Isabel Hill Elder's book, Celt, Druid, and Culdee, p. 41, quotes Dion Cassius, who gives us more of the Queen’s appeal:

“. . . I implore your aid for freedom, for victory over enemies infamous for the wantonness of the wrongs they inflict, for their perversion of justice, for their insatiable greed; a people that revel in unmanly pleasures, whose affections are more to be dreaded and abhorred than their enmity. Never let a foreigner bear rule over me or over my countrymen; never let slavery reign in this island.”

She immediately found herself leading a huge army of outraged Britons, and Rome lost battle after battle. Suetonius mentions the Boadicean War, speaking of “a disaster in Britain, where two important towns were sacked” (Nero, XXXIX).
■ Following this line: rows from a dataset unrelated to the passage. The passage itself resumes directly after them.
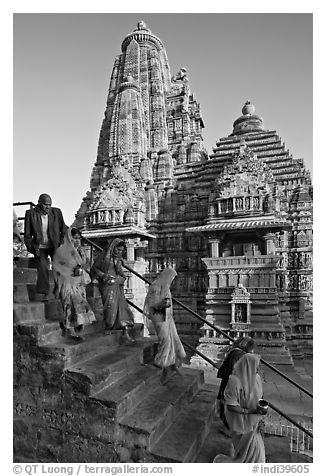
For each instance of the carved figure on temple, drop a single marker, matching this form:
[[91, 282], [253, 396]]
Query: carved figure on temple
[[243, 413], [70, 276], [240, 314], [268, 204], [158, 309], [44, 233], [107, 269], [180, 76]]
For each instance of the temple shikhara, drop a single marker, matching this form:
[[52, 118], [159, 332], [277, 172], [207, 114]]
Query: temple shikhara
[[235, 224]]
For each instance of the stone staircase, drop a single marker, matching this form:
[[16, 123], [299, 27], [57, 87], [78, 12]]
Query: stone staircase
[[100, 399]]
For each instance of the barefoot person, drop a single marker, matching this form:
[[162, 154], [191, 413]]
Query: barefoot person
[[241, 395], [43, 234], [71, 278], [158, 308], [238, 349], [107, 269]]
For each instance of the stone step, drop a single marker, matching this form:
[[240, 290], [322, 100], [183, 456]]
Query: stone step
[[216, 442], [93, 375], [146, 423], [127, 393], [94, 342], [77, 351], [20, 293], [24, 275], [184, 439], [25, 313], [38, 332]]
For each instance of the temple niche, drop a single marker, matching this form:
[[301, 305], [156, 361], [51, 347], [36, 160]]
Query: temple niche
[[239, 218]]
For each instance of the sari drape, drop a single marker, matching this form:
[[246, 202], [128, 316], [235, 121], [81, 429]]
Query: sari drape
[[72, 289], [116, 311], [170, 349], [244, 389]]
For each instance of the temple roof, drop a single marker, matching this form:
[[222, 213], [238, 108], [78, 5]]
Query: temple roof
[[117, 231], [260, 222], [141, 34], [249, 121]]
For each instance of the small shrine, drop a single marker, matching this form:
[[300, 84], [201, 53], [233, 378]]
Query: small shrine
[[240, 310]]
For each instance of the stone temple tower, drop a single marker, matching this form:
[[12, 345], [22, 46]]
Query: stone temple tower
[[152, 123]]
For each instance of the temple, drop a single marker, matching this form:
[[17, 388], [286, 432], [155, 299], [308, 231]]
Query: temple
[[236, 225]]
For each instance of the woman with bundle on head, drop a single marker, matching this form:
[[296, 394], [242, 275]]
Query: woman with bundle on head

Later, he says,

“Inclining rather to this last hope, after losing Armenia and Britain and recovering both . . . .” (Nero, XI).

This tells us that Rome had actually “lost” Britain for a while in the Boadicean War and underscores the seriousness of that situation.

In the end, however, the British forces were defeated, and Boadicea appears to have been poisoned in Flintshire (according to Tacitus). The war then continued on a smaller scale, led by Arviragus, Venusius, and Gwallog.

Arviragus had been continuing the resistance ever since his cousin Caradoc had been captured and brought to Rome in 52 A.D. Even after Caradoc returned to Britain just before the outbreak of this latest war, he did not take up arms against Rome, but left this to his cousin, Arviragus.

After the dust had settled, Suetonius Paulinus resigned his post in 61 A.D. and was replaced by Petronius Turpilianus.

Meanwhile, far to the east, Paul was appealing to Rome to avoid being sent to Jerusalem for judgment. The ship left in September or October of 60 A.D. shortly after the Day of Atonement. And so Paul had been detained in Caesarea while the Boadicean War raged in Britain.